L’uomo massiccio spinse il cadavere da una parte e restò immobile, dritto sulle ginocchia. Rakarth lo guardò e sciolse l’incantesimo con un cenno pigro della mano, afferrando il coltello per ogni evenienza – ma l’altro non l’attaccò. Si limitò a osservarlo mentre componeva la sequenza numerica sul piccolo schermo e chiamava i servitori perché cambiassero la biancheria da letto e spostassero il cadavere.
Rakarth sprofondò in una poltrona, ancora nudo, e rimase in attesa, l’uomo in piedi al suo fianco. Percepiva una tensione anomala in lui e ne era incuriosita. Perciò non si sorprese quando, non appena la porta si fu chiusa, l’altro cominciò a parlare.
«Sarai soddisfatto. Due cadaveri in una sola notte.» disse, sputando tutta la rabbia che aveva in corpo.
«No. Quando chiamo degli schiavi per scopare, voglio scopare, non restare con un lago di sangue e insoddisfatta.» Rakarth aveva la voce annoiata e la testa poggiata su un braccio, mollemente. Non guardava l’altro ma il letto, ora perfettamente pulito e tirato.
«Ipocrita.» sibilò l’uomo, stringendo le mani al petto. Tremava appena, la mascella contratta. «Immagino che tu non abbia pensato bene a chi era quel ragazzino.»
«Primo, non sono ipocrita. Ipocrita è chi dice il contrario di quello che fa, mh? Io prima scopo e poi ammazzo, non il contrario. Secondo: non me ne può fregare di meno della storia lamentosa di una vita inespressa, una famiglia in lacrime e il lutto. Se avesse aperto la bocca e si fosse impegnato a quest’ora sarebbe tornato a dormire in quella fogna che chiamava casa, e io sarei stata soddisfatta.» Lo divertiva rimbeccare lo schiavo. Quell’uomo era più grosso e si riteneva più intelligente di lei, senza dubbio, ma sarebbe comunque finito sconfitto… che scegliesse il confronto fisico o quello mentale.
«Sei ottuso, come tutti gli animaletti del serraglio di Jaracas.
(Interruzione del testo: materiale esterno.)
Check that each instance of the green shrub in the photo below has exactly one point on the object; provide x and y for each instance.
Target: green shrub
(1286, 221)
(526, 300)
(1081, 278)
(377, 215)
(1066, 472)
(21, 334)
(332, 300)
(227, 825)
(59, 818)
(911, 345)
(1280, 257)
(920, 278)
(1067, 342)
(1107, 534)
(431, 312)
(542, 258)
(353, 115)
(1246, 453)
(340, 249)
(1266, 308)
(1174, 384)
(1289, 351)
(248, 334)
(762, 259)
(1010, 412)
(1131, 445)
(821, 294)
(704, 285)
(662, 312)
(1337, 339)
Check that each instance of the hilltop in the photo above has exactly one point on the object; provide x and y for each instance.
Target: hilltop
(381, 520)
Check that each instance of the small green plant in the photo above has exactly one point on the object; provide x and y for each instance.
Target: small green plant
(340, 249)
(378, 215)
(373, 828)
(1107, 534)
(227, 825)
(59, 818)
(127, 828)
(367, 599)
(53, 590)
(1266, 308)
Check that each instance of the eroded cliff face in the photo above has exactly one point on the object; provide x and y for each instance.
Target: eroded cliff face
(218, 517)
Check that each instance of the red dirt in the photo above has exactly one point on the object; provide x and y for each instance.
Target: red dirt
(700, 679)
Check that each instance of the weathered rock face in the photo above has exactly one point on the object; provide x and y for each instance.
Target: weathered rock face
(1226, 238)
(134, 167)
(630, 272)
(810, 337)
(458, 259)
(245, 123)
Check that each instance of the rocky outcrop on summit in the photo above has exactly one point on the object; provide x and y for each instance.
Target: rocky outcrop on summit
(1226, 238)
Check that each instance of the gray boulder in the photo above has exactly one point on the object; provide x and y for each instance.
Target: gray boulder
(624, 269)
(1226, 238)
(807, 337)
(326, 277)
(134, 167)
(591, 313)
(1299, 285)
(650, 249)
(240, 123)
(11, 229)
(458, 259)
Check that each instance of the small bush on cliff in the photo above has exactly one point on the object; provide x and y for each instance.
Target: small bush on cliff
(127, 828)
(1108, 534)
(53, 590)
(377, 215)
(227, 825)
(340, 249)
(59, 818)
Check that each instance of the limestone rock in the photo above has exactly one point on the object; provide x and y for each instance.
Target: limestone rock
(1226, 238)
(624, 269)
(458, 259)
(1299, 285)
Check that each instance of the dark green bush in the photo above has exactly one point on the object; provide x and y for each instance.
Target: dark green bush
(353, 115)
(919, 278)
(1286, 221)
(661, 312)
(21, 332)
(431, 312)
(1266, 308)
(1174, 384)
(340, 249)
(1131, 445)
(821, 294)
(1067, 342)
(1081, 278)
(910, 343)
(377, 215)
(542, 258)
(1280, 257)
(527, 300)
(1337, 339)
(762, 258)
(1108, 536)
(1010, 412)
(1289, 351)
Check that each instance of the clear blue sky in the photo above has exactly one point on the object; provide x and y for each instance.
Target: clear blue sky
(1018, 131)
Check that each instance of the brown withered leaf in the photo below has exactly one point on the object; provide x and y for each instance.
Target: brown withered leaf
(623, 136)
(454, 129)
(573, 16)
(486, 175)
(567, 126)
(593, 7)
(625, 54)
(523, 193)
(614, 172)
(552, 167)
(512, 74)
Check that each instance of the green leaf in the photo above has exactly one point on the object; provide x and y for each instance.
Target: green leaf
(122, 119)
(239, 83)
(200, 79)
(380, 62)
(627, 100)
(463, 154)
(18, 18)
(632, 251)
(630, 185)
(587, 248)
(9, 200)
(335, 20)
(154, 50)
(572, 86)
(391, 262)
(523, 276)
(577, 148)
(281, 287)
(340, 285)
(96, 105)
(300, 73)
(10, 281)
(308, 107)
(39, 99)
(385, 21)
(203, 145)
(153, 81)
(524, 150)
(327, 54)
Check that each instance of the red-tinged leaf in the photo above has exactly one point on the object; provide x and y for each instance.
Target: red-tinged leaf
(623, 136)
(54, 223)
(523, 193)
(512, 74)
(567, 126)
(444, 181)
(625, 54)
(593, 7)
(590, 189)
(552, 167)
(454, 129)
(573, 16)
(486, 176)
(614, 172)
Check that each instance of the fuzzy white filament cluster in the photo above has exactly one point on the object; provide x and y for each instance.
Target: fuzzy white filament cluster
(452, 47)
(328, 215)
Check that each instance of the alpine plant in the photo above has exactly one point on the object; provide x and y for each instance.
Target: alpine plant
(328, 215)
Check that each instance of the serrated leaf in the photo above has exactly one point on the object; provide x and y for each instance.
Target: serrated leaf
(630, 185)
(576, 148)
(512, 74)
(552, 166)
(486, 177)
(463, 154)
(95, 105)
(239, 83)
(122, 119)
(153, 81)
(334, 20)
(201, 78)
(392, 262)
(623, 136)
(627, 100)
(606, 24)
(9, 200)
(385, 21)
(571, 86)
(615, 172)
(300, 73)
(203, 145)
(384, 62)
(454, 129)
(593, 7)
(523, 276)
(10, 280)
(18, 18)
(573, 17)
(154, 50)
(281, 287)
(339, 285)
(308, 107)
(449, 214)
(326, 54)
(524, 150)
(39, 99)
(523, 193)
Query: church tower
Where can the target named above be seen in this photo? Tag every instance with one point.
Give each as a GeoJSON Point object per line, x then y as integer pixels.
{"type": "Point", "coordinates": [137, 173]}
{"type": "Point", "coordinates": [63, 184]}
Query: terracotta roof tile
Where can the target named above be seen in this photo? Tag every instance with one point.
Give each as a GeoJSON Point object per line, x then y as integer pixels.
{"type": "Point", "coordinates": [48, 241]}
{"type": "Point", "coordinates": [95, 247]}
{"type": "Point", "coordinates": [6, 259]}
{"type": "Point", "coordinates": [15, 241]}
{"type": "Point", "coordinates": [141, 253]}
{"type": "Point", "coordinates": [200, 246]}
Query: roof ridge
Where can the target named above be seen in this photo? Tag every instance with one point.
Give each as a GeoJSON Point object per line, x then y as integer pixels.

No, non parlavo di lui in sé, ma del suo ruolo. Sapevi chi era?»
«Uno schiavo?» lo provocò Rakarth.
«Un cucciolo del serraglio di Jaracas.» rispose l’altro, ora assurdamente più calmo. Era perfino
quasi sull’orlo di un sorriso!
«Beh, la cosa non cambia. Era pur sempre uno schiavo.»
«E tu cosa credi di essere?»
«Io sono un privilegiato, razza di idiota. Io vivo qui, nella parte nobile della casa. Io mi scopo il tuo padrone e lo faccio gridare come una prostituta! Io ho controllo su di lui! Tu… e quel cadavere maledetto dalla Dea, siete le mie bambole. Jaracas è la mia puttana. E questo posto… questo posto è mio, anche se siete tutti così idioti da non rendervene conto.» Rakarth aveva iniziato a urlare senza accorgersene, sbattendo perfino i pugni sui braccioli della poltrona.
«Sai cosa si dice dalle mie parti? “La libertà si misura dalla possibilità di andarsene”. Se questo posto è tuo, se sei così importante da non poter essere disubbidito, vattene! Che ci guadagni a restare in una grotta quando c’è un mondo intero che ti cammina in testa?» domandò lo schiavo, ora apertamente divertito.
«Nessuno può camminarmi in testa, idiota!»
«Cosa credi, che esista solo questa oscurità ripugnante? Che il mondo sia avvolto dalla roccia? Hai mai alzato lo sguardo al soffitto? C’è una luce chiara che viene e va, ed è il sole. Bagna terre dove l’occhio può vagare all’infinito senza incontrare altro che aria! E tu potresti camminare per chilometri circondato dal vuoto…»
«Pazzo! Queste cose non possono esistere! Vattene!» Rakarth si era alzato in piedi e aveva raggiunto lo schermo, cominciando a digitare freneticamente il codice giusto. Dovette rifarlo due volte, tanta era la rabbia che provava. «Guardie, levatemelo dai piedi!» gridò quando due troll fecero irruzione nella camera. Li osservò trascinare via lo schiavo, nudo e divertito, senza realmente vederli.
La sua mente era altrove, divorata dalla curiosità verso la visione allettante e impossibile che quell’uomo aveva evocato.